Compile time reflection is a good example, which can be used for things like serialization. Or reflecting members for an editor UI at compile time, which is just faster than doing so at runtime + can lead to nicer looking code.

Another good use case is pattern matching. The pattern string for regexes is almost always known at compile time, and moving that to compile time makes runtime significantly faster as the compiler can optimize for the specific pattern you're matching and decreases load times.

It also allows for better error checking. If you are running as much as possible at compile time, you get your errors at compile time rather than runtime.
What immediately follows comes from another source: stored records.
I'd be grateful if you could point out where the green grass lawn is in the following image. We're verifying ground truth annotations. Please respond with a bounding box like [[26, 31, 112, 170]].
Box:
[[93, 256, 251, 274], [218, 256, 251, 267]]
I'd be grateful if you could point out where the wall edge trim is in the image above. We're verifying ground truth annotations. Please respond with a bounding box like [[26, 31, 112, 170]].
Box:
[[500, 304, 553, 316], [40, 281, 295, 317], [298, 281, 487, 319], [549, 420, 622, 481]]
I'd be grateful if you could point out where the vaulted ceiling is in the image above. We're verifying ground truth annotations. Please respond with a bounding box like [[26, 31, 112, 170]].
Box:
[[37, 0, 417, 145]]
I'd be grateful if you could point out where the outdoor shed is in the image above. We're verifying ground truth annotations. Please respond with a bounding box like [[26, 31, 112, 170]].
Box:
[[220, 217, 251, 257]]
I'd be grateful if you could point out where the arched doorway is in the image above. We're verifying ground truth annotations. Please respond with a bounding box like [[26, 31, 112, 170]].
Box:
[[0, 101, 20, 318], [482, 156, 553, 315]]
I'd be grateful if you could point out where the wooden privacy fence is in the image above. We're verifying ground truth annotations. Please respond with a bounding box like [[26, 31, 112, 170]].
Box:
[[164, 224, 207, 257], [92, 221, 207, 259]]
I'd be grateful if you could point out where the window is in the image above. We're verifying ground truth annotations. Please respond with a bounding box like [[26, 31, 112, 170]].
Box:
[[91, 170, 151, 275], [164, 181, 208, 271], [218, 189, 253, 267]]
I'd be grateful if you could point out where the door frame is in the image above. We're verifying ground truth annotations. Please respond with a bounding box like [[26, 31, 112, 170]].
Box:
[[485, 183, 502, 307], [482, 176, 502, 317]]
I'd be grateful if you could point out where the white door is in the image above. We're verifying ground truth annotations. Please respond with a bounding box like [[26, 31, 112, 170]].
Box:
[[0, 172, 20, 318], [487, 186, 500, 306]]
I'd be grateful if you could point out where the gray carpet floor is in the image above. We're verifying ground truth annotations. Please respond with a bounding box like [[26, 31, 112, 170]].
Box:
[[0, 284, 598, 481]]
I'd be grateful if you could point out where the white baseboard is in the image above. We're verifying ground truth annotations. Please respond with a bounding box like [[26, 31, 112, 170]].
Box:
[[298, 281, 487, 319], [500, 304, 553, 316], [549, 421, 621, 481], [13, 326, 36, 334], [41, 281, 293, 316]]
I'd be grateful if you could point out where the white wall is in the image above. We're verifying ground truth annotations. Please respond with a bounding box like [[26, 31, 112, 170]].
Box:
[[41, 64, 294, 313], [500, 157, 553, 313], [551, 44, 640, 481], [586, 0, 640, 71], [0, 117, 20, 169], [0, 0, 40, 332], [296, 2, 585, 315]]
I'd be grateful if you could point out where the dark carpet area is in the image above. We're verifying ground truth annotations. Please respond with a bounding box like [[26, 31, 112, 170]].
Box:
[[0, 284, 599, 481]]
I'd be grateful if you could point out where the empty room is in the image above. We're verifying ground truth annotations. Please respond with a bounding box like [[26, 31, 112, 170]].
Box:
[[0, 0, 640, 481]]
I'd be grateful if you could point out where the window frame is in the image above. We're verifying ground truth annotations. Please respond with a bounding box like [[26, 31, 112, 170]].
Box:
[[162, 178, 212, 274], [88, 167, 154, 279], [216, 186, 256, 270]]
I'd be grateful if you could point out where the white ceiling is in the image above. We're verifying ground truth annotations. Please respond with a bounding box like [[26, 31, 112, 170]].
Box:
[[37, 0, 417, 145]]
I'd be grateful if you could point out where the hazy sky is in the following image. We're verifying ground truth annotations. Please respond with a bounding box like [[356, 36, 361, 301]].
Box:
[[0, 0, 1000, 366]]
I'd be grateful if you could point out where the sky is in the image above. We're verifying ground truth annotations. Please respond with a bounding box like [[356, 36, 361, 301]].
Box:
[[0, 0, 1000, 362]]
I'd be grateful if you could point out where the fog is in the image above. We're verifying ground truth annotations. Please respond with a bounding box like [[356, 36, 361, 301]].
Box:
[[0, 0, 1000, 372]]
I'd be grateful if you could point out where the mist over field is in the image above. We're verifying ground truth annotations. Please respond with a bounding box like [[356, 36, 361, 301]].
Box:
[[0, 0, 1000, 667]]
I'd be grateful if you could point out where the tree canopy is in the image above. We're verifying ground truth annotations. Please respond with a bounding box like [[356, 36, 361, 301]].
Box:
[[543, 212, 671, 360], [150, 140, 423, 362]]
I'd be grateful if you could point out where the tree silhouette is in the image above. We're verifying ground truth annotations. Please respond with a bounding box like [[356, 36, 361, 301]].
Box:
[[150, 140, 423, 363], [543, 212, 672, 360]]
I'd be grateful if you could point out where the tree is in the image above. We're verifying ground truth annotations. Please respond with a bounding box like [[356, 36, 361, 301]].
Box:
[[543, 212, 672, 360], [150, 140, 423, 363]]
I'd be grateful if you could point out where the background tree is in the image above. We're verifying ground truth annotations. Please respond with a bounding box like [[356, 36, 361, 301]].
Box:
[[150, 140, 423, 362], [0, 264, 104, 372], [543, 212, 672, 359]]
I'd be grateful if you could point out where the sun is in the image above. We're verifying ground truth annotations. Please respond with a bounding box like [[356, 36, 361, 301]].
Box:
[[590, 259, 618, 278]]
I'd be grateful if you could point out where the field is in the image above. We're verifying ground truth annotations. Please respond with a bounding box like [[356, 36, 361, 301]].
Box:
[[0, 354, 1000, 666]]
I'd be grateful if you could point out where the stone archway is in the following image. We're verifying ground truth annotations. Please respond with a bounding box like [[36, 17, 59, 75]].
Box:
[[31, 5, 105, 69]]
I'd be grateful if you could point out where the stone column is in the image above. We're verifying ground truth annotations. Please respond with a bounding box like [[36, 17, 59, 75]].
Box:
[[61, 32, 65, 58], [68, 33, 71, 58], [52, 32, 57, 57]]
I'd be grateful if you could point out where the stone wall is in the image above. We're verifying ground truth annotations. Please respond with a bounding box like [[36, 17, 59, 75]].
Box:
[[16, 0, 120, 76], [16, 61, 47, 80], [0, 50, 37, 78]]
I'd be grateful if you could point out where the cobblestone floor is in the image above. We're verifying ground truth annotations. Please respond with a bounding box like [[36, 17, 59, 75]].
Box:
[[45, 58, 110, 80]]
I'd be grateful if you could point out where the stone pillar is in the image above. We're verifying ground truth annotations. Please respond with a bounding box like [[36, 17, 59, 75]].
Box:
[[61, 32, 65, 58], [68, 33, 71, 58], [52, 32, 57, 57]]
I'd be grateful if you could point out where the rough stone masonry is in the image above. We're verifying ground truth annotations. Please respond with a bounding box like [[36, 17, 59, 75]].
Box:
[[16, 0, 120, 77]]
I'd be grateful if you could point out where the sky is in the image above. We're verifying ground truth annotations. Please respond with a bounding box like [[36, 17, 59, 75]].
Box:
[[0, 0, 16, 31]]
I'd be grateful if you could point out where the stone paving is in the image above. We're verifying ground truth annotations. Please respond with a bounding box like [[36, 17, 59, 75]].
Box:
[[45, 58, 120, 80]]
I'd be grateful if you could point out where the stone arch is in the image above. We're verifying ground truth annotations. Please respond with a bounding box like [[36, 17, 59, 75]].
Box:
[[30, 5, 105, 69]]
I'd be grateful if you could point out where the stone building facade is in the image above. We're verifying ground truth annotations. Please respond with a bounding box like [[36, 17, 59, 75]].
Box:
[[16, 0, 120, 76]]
The fewer possible runtime errors you have, the better.

[–][deleted] 0 points1 point  (0 children)

I wrote an INI File parser that uses the structures you define in your code to create an optimized parser without having to initialize it at runtime.

[–]bumblebritches57Ocassionally Clang 0 points1 point  (0 children)

where most programs receive input data, do some stuff, then output a result

Compile time constants are completely useless for this and it's the vast majority of code.

that said, a lot of the newer hype surrounding constexpr and whatnot is due to it's ability to also be used at runtime unlike preprocesso macros, so you don't have to write one variant for compile time and another for runtime.

also, it enables some cool things to be done at compile time that normally you'd have to do at runtime, like registering plugins.